Racismo ambiental: o que o conceito tem a ver com mudança climática?

Fernanda Paixão

voluntária da Elas

19/11/2021

“Não há como falar de mudança climática sem falar de pessoas”, disse Txai Suruí à revista Exame. Para quem não a conhece, Txai é uma jovem indígena ativista brasileira que luta pelos direitos dos povos originários. Ela foi a única mulher do país a discursar na abertura da Conferência da Cúpula do Clima (COP26), em Glasgow, na Escócia.

Ao longo de duas semanas, representantes de 197 nações, ONGs e empresários debateram e negociaram medidas mais ousadas para frear a crise climática. São promessas de investimento em energia renovável, combate ao desmatamento, redução da emissão de carbono, tudo para evitar que a população mundial sofra ainda mais com os impactos da crise climática.

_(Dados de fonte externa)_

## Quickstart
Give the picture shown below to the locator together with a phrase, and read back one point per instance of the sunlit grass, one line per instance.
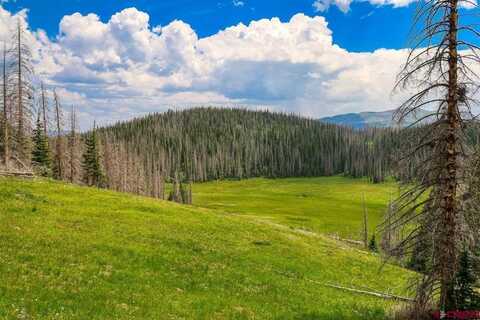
(77, 253)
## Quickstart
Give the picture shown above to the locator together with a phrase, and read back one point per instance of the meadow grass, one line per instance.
(329, 205)
(68, 252)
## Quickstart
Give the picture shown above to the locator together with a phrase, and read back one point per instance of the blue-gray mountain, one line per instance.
(362, 120)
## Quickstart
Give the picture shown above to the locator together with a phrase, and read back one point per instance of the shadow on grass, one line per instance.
(364, 314)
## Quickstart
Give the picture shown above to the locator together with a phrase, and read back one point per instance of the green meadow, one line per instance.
(328, 205)
(241, 252)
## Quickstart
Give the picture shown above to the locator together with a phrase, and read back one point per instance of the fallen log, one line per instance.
(365, 292)
(14, 174)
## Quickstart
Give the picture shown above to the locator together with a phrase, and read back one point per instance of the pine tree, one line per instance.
(372, 246)
(92, 171)
(466, 297)
(40, 153)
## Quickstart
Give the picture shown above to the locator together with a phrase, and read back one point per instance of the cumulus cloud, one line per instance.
(344, 5)
(125, 67)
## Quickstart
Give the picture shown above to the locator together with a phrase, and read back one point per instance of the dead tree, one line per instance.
(6, 113)
(21, 64)
(74, 161)
(44, 104)
(443, 80)
(59, 152)
(365, 222)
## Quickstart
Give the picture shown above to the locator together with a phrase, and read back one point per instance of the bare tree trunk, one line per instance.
(20, 111)
(73, 144)
(448, 257)
(44, 110)
(6, 138)
(365, 223)
(59, 147)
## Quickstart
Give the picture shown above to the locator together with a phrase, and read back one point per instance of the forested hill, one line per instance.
(210, 143)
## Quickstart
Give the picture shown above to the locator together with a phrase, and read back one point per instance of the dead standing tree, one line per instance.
(22, 92)
(6, 109)
(440, 67)
(59, 145)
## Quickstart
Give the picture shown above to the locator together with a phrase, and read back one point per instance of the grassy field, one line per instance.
(68, 252)
(330, 205)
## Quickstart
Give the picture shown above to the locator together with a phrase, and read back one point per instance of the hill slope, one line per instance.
(76, 253)
(328, 205)
(383, 119)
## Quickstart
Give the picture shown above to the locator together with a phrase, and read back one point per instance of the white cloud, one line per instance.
(344, 5)
(125, 67)
(238, 3)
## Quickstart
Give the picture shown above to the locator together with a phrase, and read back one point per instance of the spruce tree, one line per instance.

Mas o discurso feito pela jovem estudante de Direito na abertura da conferência e o resultado desanimador da COP26 expõem uma realidade ignorada pelas nações, e principalmente pelo Brasil, ao traçar tais metas para o futuro: o racismo ambiental. Sim, esse conceito existe e tem tudo a ver com a mudança climática. São pessoas e nações mais pobres que pagarão a conta das mudanças climáticas.

O que é racismo ambiental

Segundo Benjamin Franklin Chavis Jr., racismo ambiental “é a discriminação racial nas políticas ambientais”. Ela ocorre quando a aplicação de práticas ou leis coloca um grupo em desvantagem em relação ao outro, intencionalmente ou não, por causa da cor da pele.  

O conceito foi criado na década de 80 por Benjamin Chavis, líder do movimento de direitos civis nos EUA que, quando jovem, foi assistente de Martin Luther King. À época, um processo judicial sobre a criação de um aterro sanitário em Warren County, na Carolina do Norte, despertou a curiosidade do ativista sobre o tema.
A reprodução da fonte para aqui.